LitLink

This is a course blog for the members of EH236 at the University of South Alabama, Spring 2006.

Wednesday, February 08, 2006

My Knowledge of Slavery

Even though European Nations were among the first countries that indulged in slave trading, one does not learn a lot about it in school there. It was very difficult when I moved from Europe to the United States in 1998 to adapt to the culture and the racial issues. I wasn’t brought up to look at skin color as a way to judge someone’s character. It was strange to me that white people that lived in Mobile, still had the perspective on black people as if they were nothing and vice versa. When we started reading “Equiano”, I was surprised how little I knew about the slave trade and what brutalities these societies had gone through. I was determined to read the story and educate myself.

When Equiano starts his story he gives you a sense of comfort. He tells you that he’s not writing it because he wants pity, but rather because it’s important that the story be told. Once he stared talking about being taken away from his family, but especially being separated from his sister, I had to stop for a minute and take a deep breath. I couldn’t believe that families were separated and children raised without mothers. I could never imagine being without my family. The more I read, the less I liked humans. To think that humans would do such acts against other humans is frightening. The story went on to talk about his adventures on different ships and under different masters. He describes how some slaves were flogged to death for disobedience. He also goes on to say that he tried to escape but there was no where to go and if he committed suicide he would he punished in the after life. This answers both questions that I had prior to this reading of why slaves were held captive and not set free. It’s because deep down they had no choice but to obey the “White Man.” They had nowhere to go and no one to speak up for them. They were traded as if they were animals. At some point Equiano points out that slaves were put on a scale and sold by weight. Slave women were viewed as objects of the white man’s desire. They were mistreated and used for sexual favors. And if they told their husbands, it only caused more suffering because there was nothing either one could do about it.

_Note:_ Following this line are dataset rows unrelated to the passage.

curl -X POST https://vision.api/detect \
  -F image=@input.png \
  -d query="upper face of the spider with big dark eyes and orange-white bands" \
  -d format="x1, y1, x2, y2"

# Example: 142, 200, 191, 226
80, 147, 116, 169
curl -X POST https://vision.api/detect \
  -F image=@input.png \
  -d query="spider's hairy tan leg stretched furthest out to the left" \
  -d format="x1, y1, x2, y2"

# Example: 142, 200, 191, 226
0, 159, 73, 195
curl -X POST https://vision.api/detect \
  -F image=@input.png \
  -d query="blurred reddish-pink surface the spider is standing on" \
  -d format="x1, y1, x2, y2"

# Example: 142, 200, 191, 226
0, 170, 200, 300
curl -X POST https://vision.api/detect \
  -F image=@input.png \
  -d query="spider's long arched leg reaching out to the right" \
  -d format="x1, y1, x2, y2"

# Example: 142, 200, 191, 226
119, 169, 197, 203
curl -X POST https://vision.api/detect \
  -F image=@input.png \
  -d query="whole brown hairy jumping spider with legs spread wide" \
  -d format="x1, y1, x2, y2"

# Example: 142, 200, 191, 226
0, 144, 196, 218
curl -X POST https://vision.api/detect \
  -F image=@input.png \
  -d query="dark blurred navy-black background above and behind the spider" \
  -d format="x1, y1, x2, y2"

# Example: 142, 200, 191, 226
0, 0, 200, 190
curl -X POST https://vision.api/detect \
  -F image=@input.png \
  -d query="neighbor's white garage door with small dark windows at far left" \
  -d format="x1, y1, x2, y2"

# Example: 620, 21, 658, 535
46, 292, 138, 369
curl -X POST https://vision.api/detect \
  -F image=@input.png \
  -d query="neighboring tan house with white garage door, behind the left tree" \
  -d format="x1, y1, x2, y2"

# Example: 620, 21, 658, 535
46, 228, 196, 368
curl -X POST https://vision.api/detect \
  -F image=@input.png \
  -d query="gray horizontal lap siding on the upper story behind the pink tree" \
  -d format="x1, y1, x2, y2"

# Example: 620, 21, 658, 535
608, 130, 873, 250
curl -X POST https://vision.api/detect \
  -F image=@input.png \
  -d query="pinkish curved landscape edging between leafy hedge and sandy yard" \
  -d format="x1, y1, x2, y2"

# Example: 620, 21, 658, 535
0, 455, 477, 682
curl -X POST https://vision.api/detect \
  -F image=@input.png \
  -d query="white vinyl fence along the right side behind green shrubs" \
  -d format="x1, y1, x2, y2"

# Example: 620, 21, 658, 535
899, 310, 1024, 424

I started to wonder why Europeans didn’t like to talk about slaves in history books and in class rooms. The only conclusion that I could come up with is that it was too painful for their nation to see what kind of injustice they had done. Europeans should acknowledge their part in the slave trade and teach it to youth of their countries. It is very important to know what humans are capable of. I gat a one on one education thru Equiano and I was embarrassed to say that I didn’t know much about slavery before this story.

1 Comments:

Blogger Justin said...

Nice juxtaposition between past and present racial issues.

"He also goes on to say that he tried to escape but there was no where to go and if he committed suicide he would he punished in the after life."

Yes. That was truly a demoralizing position. The slaves were indeed in a catch-22. There was no easy escape to be found. The road to freedom was just as dangerous as the road into slavery.